Saturday, May 8, 2021

Mother’s Day: You Forgot

Let me assure you, you’ve forgotten.

You have forgotten the worst moments, where you screamed at your screaming baby, where you held them just a little too tight and patted them just a little too hard.

The arching, stiff back that throws their little (getting bigger every day) body out of your arms, diving to catch them before their head hits the ground and tweaking your back and slumping to the floor and everyone’s crying and the 4-year-old dances over, throws a car at your face, and shouts “I’M HUNGRY!”

Wanting to sleep forever, wistfully fantasizing about a coma, knowing the debt of rest is so deep it will take years to recover.

Frantically patting your pockets for a soother, WHERE IS THAT ****ing SOOTHER, trying to lower their heavy bodies on a tightrope down into the crib, easy now, easy easy, and just as you’re about to let out your breath, one eye cracks open and the crying starts a g a i n and the 4 year old runs in, throws something wet at your face, and shouts “I’M HUNGRY”.

The crushing need hovering over you like a dark rain cloud ready to crack open at any moment. 

The moments you shout and regret shouting (oh, the regret).

The rage rising out of you, words tumbling wildly out of your mouth in a voice you don’t recognize.

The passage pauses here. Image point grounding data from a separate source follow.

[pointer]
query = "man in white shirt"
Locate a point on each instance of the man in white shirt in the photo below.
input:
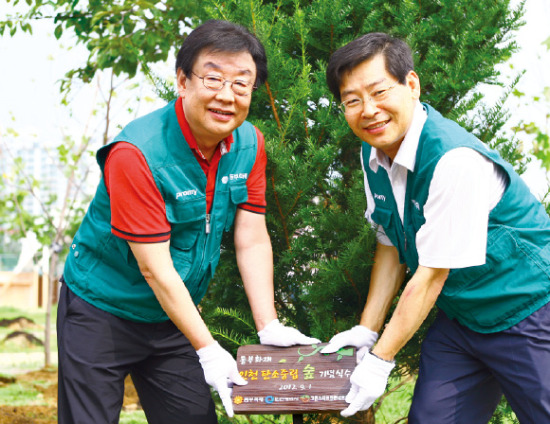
(474, 239)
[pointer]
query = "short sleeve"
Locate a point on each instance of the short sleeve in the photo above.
(138, 212)
(256, 183)
(457, 211)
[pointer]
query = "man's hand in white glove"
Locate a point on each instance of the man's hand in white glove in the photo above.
(368, 382)
(220, 372)
(276, 334)
(359, 336)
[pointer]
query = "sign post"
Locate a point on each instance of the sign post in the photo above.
(292, 380)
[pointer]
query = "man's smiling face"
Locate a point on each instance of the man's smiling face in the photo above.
(213, 115)
(383, 124)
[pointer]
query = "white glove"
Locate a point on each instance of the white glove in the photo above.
(359, 336)
(220, 372)
(276, 334)
(368, 382)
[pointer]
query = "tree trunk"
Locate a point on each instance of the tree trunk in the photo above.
(49, 303)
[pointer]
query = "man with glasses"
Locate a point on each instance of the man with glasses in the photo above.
(173, 182)
(476, 243)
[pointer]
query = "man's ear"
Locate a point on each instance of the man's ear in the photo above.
(181, 82)
(413, 82)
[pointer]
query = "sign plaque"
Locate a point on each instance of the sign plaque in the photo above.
(293, 379)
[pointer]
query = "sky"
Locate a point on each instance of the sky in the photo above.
(31, 67)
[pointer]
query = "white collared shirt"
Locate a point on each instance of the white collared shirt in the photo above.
(465, 187)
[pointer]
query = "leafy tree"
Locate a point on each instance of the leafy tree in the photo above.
(322, 245)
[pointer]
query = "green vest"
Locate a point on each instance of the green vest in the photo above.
(102, 269)
(515, 280)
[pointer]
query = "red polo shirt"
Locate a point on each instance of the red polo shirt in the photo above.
(138, 212)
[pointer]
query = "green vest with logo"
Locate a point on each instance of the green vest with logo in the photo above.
(102, 269)
(515, 280)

The small and large failures whose ghosts sidle up next to you at night and whisper in your tired ears. The cacophony of noise.

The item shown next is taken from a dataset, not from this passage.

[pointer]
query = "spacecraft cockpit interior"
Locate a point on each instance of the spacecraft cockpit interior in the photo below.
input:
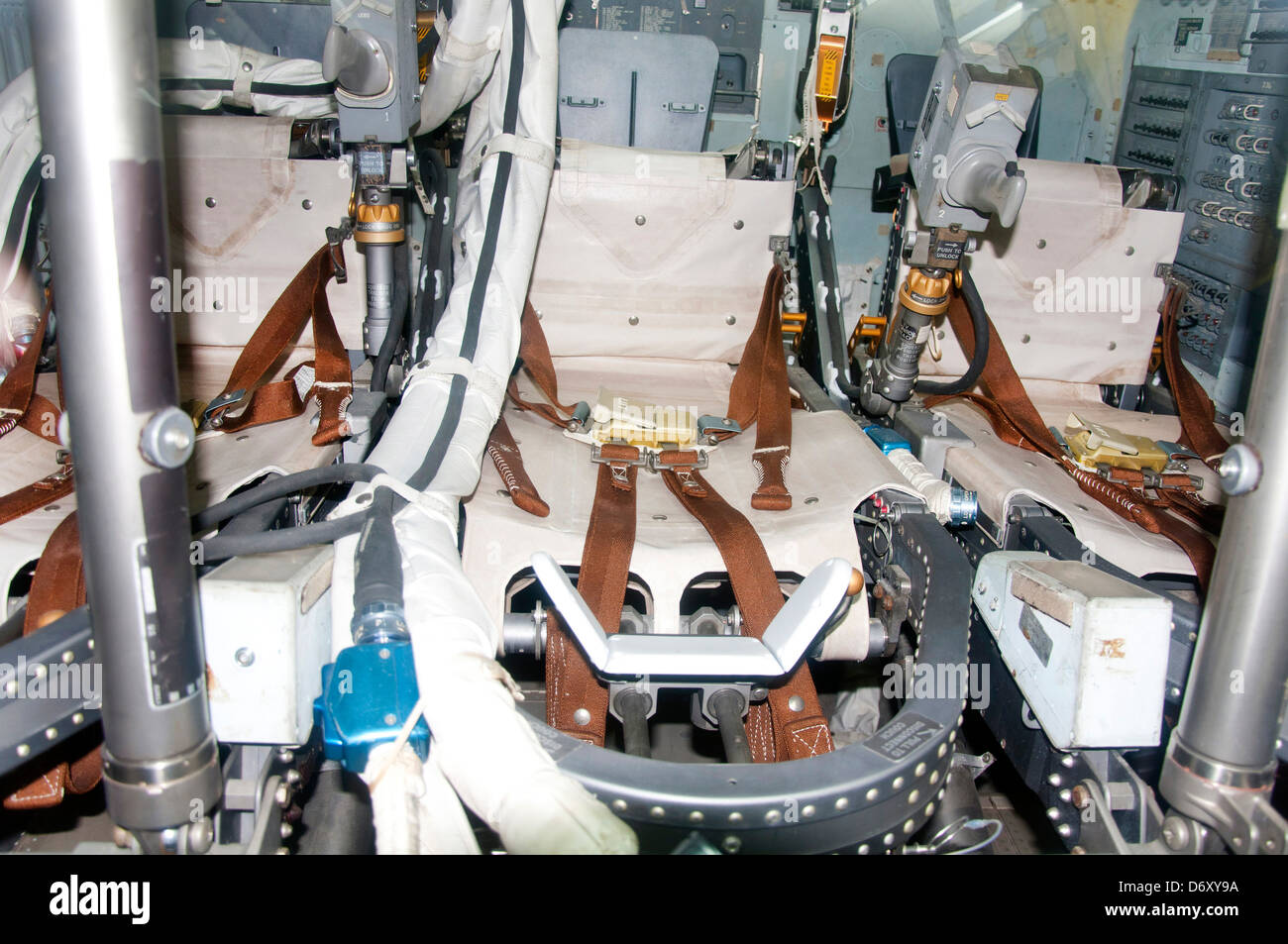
(709, 426)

You’ve forgotten. I’ll forget. It will soften and smooth around the edges. We’ll chuckle and say, remember those days? My sister said, “All of these difficult phases, they will consume you, and then one day they’ll suddenly be over and the trauma of them won’t stay with you. You’ll forget it even happened.” She was right.

The gift of sitting in the trauma of this moment, in the grief of inadequacy and failure, is the comfort of knowing that I will forget. This part will fade and what’s left won’t be the car in the face, but the sweet kiss better afterwards. What’s left won’t be my quiet time interrupted, but a ridiculous family bath. What’s left will be beautiful. It will all be beautiful.